Today, a kilogram of the areca palm fruit is fetching about Nu 30 a kilogram in Kulkuley, an Indian town across the border.

Tshering Dorji, a betel nut supplier said that the price last year was Nu 18-20.

“Initially the price was Nu 35. It has dropped but it is still good,” he said, adding he has supplied 2,000kgs of areca nut in Kulkuley.

Prices vary depending on suppliers and farmers who cultivate betel nut, Lhamoizingkha residents said.

However, most farmers sell areca nut before harvest time, which means they do not get to play with the existing market price. All trees in the orchards are sold to suppliers (middlemen) in advance.

One betel nut grower, Ganga Maya Gurung said she sold her orchard of more than 200 trees at Nu 300,000 this year. “The price was good this year,” she said.

She said it was better to sell in lump sum. Lhamoizingkha is prone to windstorms and hailstones, she said, and explained it was better to sell before harvest for safer returns.

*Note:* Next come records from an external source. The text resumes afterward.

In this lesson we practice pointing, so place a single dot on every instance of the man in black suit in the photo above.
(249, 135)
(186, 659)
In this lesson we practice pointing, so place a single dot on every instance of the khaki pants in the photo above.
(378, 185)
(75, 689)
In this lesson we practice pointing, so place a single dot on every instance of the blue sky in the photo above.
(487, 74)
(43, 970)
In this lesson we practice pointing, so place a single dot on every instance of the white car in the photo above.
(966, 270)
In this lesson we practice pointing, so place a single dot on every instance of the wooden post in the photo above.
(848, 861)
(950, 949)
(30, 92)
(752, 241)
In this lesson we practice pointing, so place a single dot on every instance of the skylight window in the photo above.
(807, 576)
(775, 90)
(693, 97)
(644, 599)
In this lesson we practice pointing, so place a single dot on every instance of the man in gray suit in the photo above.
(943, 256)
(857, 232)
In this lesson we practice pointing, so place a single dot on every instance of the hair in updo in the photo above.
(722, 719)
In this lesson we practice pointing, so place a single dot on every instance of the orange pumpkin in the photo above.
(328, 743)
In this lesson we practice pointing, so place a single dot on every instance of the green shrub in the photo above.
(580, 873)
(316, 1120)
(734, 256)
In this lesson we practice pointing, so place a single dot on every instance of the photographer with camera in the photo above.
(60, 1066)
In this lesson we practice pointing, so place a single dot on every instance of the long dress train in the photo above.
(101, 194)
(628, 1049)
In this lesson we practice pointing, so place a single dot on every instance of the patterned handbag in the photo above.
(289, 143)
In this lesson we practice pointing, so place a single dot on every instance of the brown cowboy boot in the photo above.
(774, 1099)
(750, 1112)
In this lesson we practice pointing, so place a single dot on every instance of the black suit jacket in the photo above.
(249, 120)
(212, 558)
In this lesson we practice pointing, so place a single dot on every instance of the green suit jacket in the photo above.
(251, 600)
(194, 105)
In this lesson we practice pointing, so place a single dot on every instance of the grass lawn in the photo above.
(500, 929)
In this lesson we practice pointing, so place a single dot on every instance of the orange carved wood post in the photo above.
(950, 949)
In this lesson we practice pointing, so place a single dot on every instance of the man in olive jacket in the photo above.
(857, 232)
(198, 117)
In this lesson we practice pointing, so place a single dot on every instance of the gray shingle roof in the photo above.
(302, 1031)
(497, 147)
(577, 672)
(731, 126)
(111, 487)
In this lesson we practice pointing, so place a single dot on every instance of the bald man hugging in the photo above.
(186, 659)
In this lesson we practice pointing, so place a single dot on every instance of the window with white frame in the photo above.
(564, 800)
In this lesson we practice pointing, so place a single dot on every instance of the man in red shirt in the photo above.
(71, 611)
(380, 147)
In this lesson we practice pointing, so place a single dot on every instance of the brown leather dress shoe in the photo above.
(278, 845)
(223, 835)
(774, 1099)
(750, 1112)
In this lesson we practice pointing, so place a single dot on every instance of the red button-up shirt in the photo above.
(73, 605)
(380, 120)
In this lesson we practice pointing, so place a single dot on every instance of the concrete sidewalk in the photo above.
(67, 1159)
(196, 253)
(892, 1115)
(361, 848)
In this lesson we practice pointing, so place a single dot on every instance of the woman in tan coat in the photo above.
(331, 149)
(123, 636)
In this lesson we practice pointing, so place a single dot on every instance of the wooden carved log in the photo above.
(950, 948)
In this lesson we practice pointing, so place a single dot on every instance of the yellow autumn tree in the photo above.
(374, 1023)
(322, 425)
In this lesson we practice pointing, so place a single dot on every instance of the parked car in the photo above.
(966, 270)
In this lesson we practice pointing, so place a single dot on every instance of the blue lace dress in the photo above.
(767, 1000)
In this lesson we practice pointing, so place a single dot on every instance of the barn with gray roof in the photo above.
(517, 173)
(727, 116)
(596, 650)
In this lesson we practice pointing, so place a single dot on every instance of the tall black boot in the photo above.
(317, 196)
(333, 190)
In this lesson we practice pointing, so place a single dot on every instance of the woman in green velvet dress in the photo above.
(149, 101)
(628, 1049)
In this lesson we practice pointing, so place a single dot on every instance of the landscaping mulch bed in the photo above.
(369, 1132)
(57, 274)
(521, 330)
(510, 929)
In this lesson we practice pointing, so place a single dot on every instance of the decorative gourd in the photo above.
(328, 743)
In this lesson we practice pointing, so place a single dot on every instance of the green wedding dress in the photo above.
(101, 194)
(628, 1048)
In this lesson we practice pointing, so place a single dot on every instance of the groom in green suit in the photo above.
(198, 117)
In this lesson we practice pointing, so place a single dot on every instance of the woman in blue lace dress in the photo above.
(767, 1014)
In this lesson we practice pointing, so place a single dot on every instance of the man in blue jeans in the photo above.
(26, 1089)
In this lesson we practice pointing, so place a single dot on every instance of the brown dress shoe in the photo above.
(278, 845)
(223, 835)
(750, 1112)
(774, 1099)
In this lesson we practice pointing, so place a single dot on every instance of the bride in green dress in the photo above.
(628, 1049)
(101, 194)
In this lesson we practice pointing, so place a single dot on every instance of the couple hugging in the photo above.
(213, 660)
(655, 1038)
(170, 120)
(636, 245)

Growing areca nut is an age-old farming activity in Lhamoizingkha gewog, Lhamoizingkha drungkhag. With less attention required to nurture, every household has grown areca nut and plantation has increased over the years.

Karna Bahadur Rai of Farmgaon said betel nut farming is more lucrative than paddy and other vegetables in Lhamoizingkha. For him, growing betel nut in two orchards helped him finance construct his house.

“I have more than 200 areca nut trees in one orchard, which I have given as mortgage to borrow cash to construct my house in 2012,” he said. “This year the mortgage period will be over.”

From another orchard with 100 trees, Karna Bahadur Rai earned Nu 55,000 from a supplier this year.

Cultivation has increased in recent times in Kuendrelthang. Tshogpa Barun Majhi said that all have planted areca nut trees.

Barun Majhi said farmers do not earn much by selling their areca nut trees in advance but it is still practiced and suppliers make a marginal increase in the lump sum amount paid to farmers annually.

Lhamoizingkha gewog agriculture officer Sonam Wangdi said people sold in advance because most were financially unsound.

“They need money so they sell if off,” he said. “Yes, they do not make profit as per the market price.”

Sonam Wangdi said that they tried to convince the people in a meeting. However, he said that most cited reasons of financial circumstances for selling in advance.